Le parti sociali insieme al commissario Rollo e il direttore Pastore ritengono fondamentale mantenere in servizio 250 unità tra autisti, infermieri e Oss per fronteggiare l'emergenza estiva

In foto: la direzione generale Asl di Lecce

LECCE - Il personale precario della Asl dovrebbe restare in servizio almeno fino alla fine di settembre 2019. Ne sono convinti i sindacati che, pochi giorni addietro, hanno organizzato un sit-in di protesta sotto la direzione di via Miglietta.

Il problema tocca 250 lavoratori, tra operatori socio-sanitari, infermieri, pediatri, tecnici di radiologia e laboratorio, e anche autisti. Per tutti, il contratto di lavoro scadrà a fine mese.

Queste risorse rappresentano, però, uno dei muri portanti della sanità locale. Perderle significherebbe compromettere anche i livelli di assistenza primaria per gli utenti.

Ne è convinta anche la direzione strategica della Asl di Lecce che si è riunita, nella giornata di ieri, con la delegazione trattante dei sindacati per fare il punto della situazione. Le parti sono giunte alla conclusione che sia necessario prorogare i rapporti di lavoro fino alle fine di settembre quindi, anche per garantire i servizi nel pieno dell’emergenza estiva.

I sindacalisti di Fp Cilg, Fpl Uil, Cils Fp, Fials, Fsi, Fsiusae e Nursing hanno discusso con il commissario straordinario Rodolfo Rollo e con il direttore amministrativo Antonio Pastore riguardo alla tempistica della rete territoriale e della rete ospedaliera, per passare poi alla situazione dipartimentale.

Il quadro emerso è che la Asl di Lecce è impegnata su diversi fronti, nella rete ospedaliera a potenziare e ampliare la offerta resa, a partire dall’avvio del dipartimento di emergenza-urgenza (Dea) all’interno dell’ospedale Vito Fazzi, al potenziamento dei Dea di I livello nei presidi di Scorrano e Gallipoli, come la necessità di affrontare in questa fase di emergenza influenzale.

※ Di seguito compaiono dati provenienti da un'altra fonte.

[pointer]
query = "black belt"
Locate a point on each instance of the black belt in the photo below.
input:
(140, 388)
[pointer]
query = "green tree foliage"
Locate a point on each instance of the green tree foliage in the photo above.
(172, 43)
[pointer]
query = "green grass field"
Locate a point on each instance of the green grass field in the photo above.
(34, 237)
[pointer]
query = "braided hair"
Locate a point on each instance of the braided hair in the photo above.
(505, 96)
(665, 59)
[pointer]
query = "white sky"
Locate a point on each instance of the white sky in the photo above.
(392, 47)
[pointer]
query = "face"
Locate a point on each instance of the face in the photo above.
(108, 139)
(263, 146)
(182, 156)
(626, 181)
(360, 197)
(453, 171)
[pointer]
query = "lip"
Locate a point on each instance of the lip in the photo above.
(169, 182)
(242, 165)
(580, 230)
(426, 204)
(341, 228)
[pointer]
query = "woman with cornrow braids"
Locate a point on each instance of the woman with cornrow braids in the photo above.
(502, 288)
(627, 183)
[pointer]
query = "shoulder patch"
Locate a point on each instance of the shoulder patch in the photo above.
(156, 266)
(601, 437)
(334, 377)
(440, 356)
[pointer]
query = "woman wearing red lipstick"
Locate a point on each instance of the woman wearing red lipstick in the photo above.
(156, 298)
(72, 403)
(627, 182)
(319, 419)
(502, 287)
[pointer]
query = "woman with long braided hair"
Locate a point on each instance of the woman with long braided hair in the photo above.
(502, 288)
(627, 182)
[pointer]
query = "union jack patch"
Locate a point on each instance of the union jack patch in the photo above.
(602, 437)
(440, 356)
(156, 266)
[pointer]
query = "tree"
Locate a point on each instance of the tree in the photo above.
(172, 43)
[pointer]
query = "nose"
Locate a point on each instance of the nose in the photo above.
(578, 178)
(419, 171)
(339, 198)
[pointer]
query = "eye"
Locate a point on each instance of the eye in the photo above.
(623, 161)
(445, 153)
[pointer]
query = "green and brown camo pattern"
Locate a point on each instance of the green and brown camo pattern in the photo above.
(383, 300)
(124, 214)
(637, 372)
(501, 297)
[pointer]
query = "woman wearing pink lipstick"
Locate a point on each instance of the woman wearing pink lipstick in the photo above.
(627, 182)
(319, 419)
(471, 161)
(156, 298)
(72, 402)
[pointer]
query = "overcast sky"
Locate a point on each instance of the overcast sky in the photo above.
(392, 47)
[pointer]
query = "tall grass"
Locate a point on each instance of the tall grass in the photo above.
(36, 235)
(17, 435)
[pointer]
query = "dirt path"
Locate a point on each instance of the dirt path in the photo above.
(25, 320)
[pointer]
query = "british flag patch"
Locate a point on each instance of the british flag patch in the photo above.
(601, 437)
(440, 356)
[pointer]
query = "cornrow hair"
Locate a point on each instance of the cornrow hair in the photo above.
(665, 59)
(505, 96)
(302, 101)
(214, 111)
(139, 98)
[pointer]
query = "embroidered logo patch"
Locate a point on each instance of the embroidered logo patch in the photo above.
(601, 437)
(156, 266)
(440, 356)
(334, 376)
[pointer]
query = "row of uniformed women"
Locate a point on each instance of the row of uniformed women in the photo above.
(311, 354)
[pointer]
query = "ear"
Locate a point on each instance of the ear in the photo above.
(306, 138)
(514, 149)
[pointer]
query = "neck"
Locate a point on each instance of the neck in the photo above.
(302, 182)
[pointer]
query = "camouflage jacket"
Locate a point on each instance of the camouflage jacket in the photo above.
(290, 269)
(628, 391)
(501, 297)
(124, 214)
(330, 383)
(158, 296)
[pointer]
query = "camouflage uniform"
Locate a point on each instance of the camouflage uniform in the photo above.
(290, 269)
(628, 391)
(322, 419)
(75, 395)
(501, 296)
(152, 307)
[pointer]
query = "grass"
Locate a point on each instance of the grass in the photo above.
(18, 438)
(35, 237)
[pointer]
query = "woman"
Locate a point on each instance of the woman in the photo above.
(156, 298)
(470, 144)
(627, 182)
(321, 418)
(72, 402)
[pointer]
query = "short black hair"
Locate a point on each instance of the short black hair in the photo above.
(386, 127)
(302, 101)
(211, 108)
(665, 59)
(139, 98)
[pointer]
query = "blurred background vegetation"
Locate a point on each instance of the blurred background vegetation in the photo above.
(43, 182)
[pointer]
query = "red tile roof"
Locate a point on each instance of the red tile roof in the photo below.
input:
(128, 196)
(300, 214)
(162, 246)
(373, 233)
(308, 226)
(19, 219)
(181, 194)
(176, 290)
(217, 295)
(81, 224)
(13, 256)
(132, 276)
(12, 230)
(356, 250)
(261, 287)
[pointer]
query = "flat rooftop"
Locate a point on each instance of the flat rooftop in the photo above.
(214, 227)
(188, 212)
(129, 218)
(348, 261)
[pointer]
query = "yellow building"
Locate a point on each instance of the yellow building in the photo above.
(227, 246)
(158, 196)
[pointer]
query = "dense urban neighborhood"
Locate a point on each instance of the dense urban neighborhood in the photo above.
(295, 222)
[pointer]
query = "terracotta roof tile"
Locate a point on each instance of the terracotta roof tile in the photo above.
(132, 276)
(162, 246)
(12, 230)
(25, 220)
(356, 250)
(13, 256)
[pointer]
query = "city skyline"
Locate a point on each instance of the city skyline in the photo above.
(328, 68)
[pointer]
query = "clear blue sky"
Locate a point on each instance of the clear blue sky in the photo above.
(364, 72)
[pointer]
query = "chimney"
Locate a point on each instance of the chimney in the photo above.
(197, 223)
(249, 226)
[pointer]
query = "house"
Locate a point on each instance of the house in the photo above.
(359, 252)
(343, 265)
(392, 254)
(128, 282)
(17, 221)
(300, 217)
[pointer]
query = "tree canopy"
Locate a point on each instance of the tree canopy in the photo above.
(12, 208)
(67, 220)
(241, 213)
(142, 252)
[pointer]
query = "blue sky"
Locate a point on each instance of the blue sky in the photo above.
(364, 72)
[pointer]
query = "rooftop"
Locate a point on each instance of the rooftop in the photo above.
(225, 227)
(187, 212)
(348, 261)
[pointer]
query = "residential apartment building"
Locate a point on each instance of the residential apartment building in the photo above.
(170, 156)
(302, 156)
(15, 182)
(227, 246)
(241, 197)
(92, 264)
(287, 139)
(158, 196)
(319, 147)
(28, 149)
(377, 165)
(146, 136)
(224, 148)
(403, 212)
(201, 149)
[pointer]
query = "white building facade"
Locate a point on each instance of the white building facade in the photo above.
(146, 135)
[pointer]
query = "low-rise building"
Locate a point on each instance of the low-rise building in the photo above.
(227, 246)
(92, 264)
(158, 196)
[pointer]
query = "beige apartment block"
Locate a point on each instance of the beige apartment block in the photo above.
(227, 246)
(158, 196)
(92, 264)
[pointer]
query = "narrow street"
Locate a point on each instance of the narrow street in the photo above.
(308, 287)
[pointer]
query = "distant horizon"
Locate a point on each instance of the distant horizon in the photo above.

Le parti hanno raggiunto un'intesa anche riguardo alla necessità  di potenziare i Pta (presidi territoriali assistenziali) con l’attivazione delle unità di degenza territoriale.

Alla luce di questa situazione la riconferma del personale precario del comparto diventa, quindi, indispensabile.

La Asl ha quindi deciso indire le procedure concorsuali per le posizioni di autisti, tecnici e infermieri nel rispetto della normativa in vigore, così da superare l’attuale precariato dei lavoratori in azienda.